Representative Gonzales Pittman presented HB 1457 as a bill to define regional stormwater management systems and water-quality enhancement areas (WQEAs) and to provide consistent methods for treating stormwater statewide. "This amendment...clarifies the requirements for 2 types of off-site treatment available to the permittees to meet water quality requirements and stormwater permitting," the sponsor said while explaining the strike-all amendment.
The amendment creates statutory definitions for compensating stormwater treatment, enhancement credits and pollutant reduction allocations; it sets financial-responsibility requirements for operators of regional systems; establishes processes for creating a drainage area served by a regional system; allows DEP to accept provisional WQEA permit applications until rulemaking is complete; and restricts use of these methods in the construction of proposed seaports.

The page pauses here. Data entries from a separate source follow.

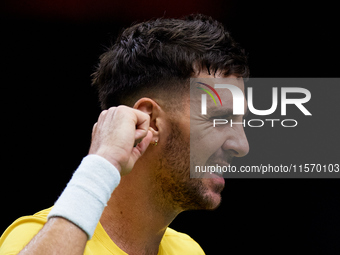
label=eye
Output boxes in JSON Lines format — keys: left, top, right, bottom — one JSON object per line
{"left": 210, "top": 114, "right": 232, "bottom": 120}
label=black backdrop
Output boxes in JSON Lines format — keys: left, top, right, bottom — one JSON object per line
{"left": 1, "top": 0, "right": 339, "bottom": 254}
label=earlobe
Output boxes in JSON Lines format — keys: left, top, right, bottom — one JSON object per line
{"left": 148, "top": 123, "right": 160, "bottom": 145}
{"left": 150, "top": 138, "right": 158, "bottom": 146}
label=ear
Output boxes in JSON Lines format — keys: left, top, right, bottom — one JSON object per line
{"left": 133, "top": 98, "right": 160, "bottom": 143}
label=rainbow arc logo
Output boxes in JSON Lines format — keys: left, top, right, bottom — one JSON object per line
{"left": 196, "top": 82, "right": 223, "bottom": 106}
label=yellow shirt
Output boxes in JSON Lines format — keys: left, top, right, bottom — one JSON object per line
{"left": 0, "top": 207, "right": 205, "bottom": 255}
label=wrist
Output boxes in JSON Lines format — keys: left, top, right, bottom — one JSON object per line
{"left": 48, "top": 154, "right": 121, "bottom": 239}
{"left": 90, "top": 152, "right": 123, "bottom": 174}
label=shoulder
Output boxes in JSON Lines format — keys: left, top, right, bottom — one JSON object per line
{"left": 161, "top": 227, "right": 205, "bottom": 254}
{"left": 0, "top": 207, "right": 51, "bottom": 254}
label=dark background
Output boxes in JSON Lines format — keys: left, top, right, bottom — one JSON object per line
{"left": 1, "top": 0, "right": 339, "bottom": 254}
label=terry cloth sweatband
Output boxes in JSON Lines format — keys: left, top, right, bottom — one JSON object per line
{"left": 48, "top": 154, "right": 121, "bottom": 239}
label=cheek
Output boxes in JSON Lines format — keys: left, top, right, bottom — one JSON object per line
{"left": 191, "top": 132, "right": 224, "bottom": 166}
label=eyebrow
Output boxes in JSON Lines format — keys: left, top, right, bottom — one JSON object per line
{"left": 209, "top": 107, "right": 250, "bottom": 118}
{"left": 209, "top": 107, "right": 233, "bottom": 117}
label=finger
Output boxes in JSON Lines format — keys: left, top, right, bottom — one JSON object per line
{"left": 92, "top": 122, "right": 98, "bottom": 134}
{"left": 99, "top": 109, "right": 109, "bottom": 118}
{"left": 134, "top": 130, "right": 153, "bottom": 155}
{"left": 133, "top": 138, "right": 143, "bottom": 147}
{"left": 133, "top": 109, "right": 151, "bottom": 140}
{"left": 97, "top": 109, "right": 109, "bottom": 125}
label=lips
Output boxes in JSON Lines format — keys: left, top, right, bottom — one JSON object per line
{"left": 209, "top": 173, "right": 225, "bottom": 190}
{"left": 206, "top": 162, "right": 230, "bottom": 178}
{"left": 212, "top": 162, "right": 230, "bottom": 167}
{"left": 212, "top": 170, "right": 223, "bottom": 178}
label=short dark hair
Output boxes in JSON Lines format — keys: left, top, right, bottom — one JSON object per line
{"left": 92, "top": 14, "right": 249, "bottom": 110}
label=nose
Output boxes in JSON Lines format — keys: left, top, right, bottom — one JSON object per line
{"left": 222, "top": 125, "right": 249, "bottom": 158}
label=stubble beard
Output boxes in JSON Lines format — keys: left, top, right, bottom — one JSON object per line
{"left": 153, "top": 121, "right": 222, "bottom": 213}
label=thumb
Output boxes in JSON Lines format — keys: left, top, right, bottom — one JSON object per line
{"left": 135, "top": 130, "right": 153, "bottom": 155}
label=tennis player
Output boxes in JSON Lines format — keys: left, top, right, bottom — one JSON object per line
{"left": 0, "top": 14, "right": 249, "bottom": 255}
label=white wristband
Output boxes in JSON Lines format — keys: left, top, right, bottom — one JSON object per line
{"left": 48, "top": 154, "right": 121, "bottom": 239}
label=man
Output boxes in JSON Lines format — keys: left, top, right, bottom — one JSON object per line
{"left": 0, "top": 14, "right": 249, "bottom": 254}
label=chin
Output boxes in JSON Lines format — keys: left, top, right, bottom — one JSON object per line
{"left": 201, "top": 178, "right": 224, "bottom": 210}
{"left": 205, "top": 191, "right": 222, "bottom": 210}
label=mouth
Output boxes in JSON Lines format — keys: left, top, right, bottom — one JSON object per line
{"left": 208, "top": 172, "right": 225, "bottom": 193}
{"left": 212, "top": 170, "right": 223, "bottom": 178}
{"left": 207, "top": 162, "right": 230, "bottom": 178}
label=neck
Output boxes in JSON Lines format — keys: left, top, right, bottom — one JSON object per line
{"left": 100, "top": 164, "right": 181, "bottom": 255}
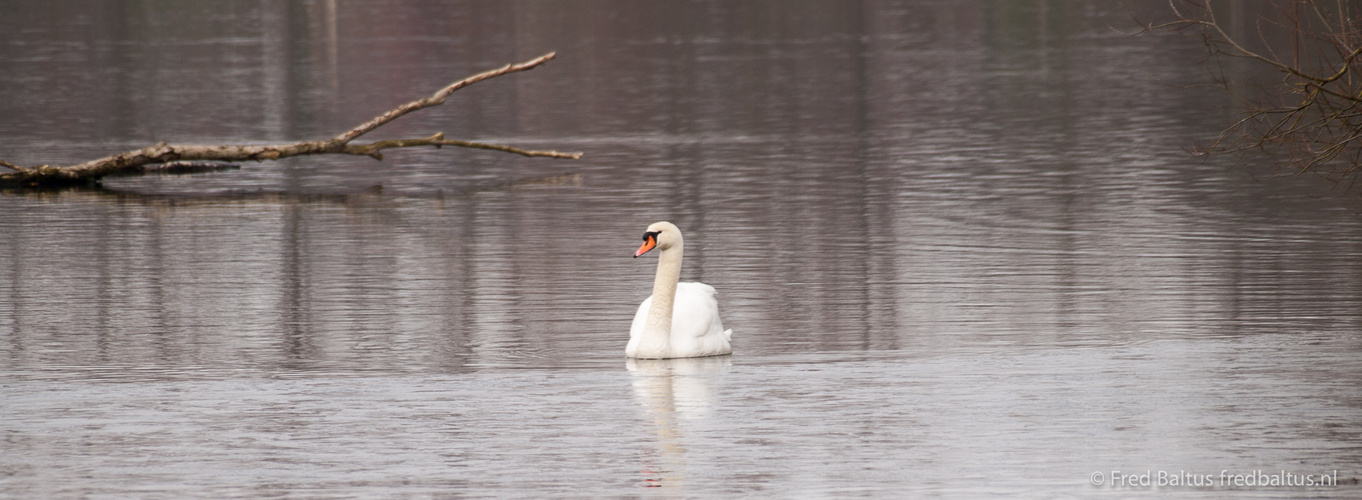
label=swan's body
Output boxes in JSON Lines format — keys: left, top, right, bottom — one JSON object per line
{"left": 627, "top": 222, "right": 732, "bottom": 359}
{"left": 629, "top": 282, "right": 731, "bottom": 358}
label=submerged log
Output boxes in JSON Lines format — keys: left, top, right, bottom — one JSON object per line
{"left": 0, "top": 52, "right": 581, "bottom": 188}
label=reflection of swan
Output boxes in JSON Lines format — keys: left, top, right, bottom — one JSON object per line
{"left": 628, "top": 356, "right": 733, "bottom": 419}
{"left": 627, "top": 356, "right": 732, "bottom": 489}
{"left": 628, "top": 222, "right": 733, "bottom": 359}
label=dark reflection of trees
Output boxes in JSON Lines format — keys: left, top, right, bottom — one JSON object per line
{"left": 2, "top": 0, "right": 1360, "bottom": 373}
{"left": 280, "top": 202, "right": 316, "bottom": 367}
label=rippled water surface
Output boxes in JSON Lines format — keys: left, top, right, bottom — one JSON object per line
{"left": 2, "top": 1, "right": 1361, "bottom": 497}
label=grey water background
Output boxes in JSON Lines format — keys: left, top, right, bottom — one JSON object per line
{"left": 2, "top": 1, "right": 1361, "bottom": 497}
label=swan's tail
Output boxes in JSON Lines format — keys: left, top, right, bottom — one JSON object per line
{"left": 723, "top": 329, "right": 733, "bottom": 341}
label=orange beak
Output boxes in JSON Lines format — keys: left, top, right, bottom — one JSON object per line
{"left": 634, "top": 234, "right": 657, "bottom": 258}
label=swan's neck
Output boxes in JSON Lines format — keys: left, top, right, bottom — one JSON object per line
{"left": 639, "top": 243, "right": 683, "bottom": 357}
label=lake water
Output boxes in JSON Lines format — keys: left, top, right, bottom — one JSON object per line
{"left": 2, "top": 1, "right": 1361, "bottom": 497}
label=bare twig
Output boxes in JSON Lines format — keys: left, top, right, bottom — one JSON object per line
{"left": 346, "top": 132, "right": 583, "bottom": 160}
{"left": 1140, "top": 0, "right": 1362, "bottom": 192}
{"left": 0, "top": 52, "right": 580, "bottom": 188}
{"left": 331, "top": 52, "right": 558, "bottom": 146}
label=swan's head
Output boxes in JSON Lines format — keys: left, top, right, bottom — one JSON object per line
{"left": 634, "top": 221, "right": 682, "bottom": 258}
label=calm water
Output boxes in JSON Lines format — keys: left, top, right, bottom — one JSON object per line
{"left": 2, "top": 1, "right": 1361, "bottom": 497}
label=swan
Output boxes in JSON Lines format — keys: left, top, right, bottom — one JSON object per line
{"left": 628, "top": 221, "right": 732, "bottom": 359}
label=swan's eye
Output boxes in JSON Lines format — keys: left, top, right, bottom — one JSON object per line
{"left": 643, "top": 231, "right": 660, "bottom": 242}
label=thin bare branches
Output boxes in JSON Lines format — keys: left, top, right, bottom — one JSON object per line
{"left": 345, "top": 132, "right": 583, "bottom": 160}
{"left": 330, "top": 52, "right": 558, "bottom": 146}
{"left": 0, "top": 52, "right": 581, "bottom": 188}
{"left": 1139, "top": 1, "right": 1362, "bottom": 192}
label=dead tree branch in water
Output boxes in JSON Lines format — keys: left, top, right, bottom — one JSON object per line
{"left": 0, "top": 52, "right": 582, "bottom": 188}
{"left": 1137, "top": 1, "right": 1362, "bottom": 193}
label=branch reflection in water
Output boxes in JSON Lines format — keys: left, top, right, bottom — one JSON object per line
{"left": 627, "top": 356, "right": 732, "bottom": 489}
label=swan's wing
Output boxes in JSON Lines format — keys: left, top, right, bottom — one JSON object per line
{"left": 679, "top": 281, "right": 717, "bottom": 296}
{"left": 673, "top": 282, "right": 726, "bottom": 339}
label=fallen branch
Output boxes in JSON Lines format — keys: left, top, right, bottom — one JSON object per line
{"left": 0, "top": 52, "right": 582, "bottom": 188}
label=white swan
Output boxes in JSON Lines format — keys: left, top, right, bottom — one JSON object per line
{"left": 628, "top": 221, "right": 732, "bottom": 359}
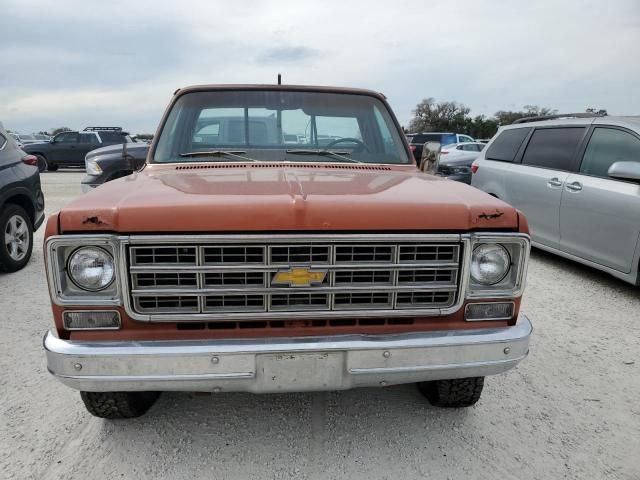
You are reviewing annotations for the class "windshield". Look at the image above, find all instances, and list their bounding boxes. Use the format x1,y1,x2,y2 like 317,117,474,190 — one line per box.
153,90,410,164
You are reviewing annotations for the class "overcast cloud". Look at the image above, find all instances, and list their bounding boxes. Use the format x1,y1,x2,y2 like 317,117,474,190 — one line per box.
1,0,639,134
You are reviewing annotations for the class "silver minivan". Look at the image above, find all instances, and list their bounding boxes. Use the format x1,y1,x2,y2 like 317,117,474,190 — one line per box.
471,115,640,285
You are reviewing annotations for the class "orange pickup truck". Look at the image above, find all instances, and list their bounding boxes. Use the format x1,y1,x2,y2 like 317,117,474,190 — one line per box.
43,84,531,418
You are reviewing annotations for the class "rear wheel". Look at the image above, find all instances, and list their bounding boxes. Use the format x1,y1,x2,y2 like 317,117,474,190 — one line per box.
35,154,48,173
0,204,33,272
80,391,161,419
417,377,484,408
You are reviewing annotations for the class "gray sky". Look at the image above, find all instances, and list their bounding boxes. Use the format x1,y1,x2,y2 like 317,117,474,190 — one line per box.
1,0,639,134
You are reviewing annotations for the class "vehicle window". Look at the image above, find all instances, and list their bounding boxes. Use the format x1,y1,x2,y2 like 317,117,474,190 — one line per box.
56,132,78,143
485,128,531,162
460,135,473,143
316,116,361,146
21,134,35,141
521,127,584,171
98,131,125,143
0,133,6,149
456,145,465,150
79,133,96,144
374,106,398,155
193,122,221,144
580,127,640,178
441,134,457,146
154,90,410,164
462,144,477,151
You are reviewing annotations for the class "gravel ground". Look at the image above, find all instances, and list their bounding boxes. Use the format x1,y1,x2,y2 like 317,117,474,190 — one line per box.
1,171,639,480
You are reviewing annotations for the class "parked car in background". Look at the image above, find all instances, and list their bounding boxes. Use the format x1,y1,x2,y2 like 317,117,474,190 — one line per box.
436,142,486,184
12,133,43,145
472,114,640,285
81,142,149,192
0,123,45,272
406,132,475,164
22,127,132,172
8,133,24,148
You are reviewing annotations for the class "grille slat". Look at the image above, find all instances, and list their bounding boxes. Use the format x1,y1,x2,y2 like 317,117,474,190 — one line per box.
127,240,462,318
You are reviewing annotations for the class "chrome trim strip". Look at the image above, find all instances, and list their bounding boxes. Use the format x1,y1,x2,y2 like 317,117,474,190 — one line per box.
349,355,527,375
128,262,461,272
123,234,464,244
130,285,459,295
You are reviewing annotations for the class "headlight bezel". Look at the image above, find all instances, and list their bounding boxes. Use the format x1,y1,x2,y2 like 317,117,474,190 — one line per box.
465,234,530,299
46,235,121,306
66,246,116,292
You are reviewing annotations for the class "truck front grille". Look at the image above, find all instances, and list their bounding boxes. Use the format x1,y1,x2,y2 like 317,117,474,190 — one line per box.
125,236,464,320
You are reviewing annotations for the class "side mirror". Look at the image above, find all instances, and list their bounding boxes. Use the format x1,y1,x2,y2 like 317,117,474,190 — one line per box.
607,161,640,182
420,141,441,174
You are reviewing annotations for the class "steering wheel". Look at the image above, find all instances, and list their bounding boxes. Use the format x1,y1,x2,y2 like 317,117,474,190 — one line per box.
323,137,369,153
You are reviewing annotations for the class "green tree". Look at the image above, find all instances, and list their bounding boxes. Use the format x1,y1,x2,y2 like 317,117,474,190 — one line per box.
493,105,557,126
50,127,72,136
408,98,471,133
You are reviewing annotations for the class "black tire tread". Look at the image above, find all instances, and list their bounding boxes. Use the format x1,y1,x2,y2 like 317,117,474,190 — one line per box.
418,377,484,408
80,391,160,419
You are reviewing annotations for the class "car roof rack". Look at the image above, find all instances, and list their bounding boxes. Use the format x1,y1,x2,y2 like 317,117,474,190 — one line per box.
83,127,123,132
512,112,607,124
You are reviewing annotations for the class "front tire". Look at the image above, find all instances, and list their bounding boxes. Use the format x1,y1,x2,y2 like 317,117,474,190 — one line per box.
418,377,484,408
0,204,33,272
80,391,161,419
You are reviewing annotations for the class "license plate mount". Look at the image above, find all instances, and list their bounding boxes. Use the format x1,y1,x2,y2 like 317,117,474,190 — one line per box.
257,351,344,392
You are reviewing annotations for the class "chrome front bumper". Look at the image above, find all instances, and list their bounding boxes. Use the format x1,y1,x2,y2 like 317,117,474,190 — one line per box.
44,315,532,393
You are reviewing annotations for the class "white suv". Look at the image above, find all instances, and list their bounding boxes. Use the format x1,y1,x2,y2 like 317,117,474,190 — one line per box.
471,114,640,285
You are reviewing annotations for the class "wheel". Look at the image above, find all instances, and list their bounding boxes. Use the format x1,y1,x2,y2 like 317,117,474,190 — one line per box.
47,163,59,172
0,204,33,272
35,154,48,173
80,391,161,419
417,377,484,408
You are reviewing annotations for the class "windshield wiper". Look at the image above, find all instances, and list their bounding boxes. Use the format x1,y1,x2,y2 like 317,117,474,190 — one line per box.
285,149,363,164
179,150,261,162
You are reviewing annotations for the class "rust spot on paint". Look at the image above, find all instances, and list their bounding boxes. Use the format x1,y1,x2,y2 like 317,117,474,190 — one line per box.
82,216,108,226
478,210,504,220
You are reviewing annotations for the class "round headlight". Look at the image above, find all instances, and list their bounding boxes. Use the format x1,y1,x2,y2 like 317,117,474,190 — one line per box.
67,247,115,291
470,244,511,285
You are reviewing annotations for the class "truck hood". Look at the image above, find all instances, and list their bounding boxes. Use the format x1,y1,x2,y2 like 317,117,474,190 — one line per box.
58,163,520,233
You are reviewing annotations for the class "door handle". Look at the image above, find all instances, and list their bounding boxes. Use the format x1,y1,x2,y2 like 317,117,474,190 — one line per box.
565,181,583,192
547,178,563,187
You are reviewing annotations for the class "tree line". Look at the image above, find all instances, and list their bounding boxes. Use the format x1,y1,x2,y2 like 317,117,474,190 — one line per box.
406,98,606,139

Representative Cross questioned the bill's interaction with prior stormwater rule changes and asked why the seaport carve-out would exclude many existing ports. The co-sponsor answered the bill is prospective and would not retroactively affect existing ports, while one section shifts perpetual responsibility for maintaining enhancement-credit obligations to the generator. "It's my perpetual responsibility as a matter of fact to do that," the co-sponsor said, describing the generator's ongoing obligations to remove pollutants and to prove compliance to agencies.
The committee received public testimony in support from mitigation-banking, stormwater, and homebuilder trade groups. An adopted amendment addressed drafting concerns noted in committee; the final roll call recorded 15 yays and 1 nay (Representative Cross), and the bill was reported favorably.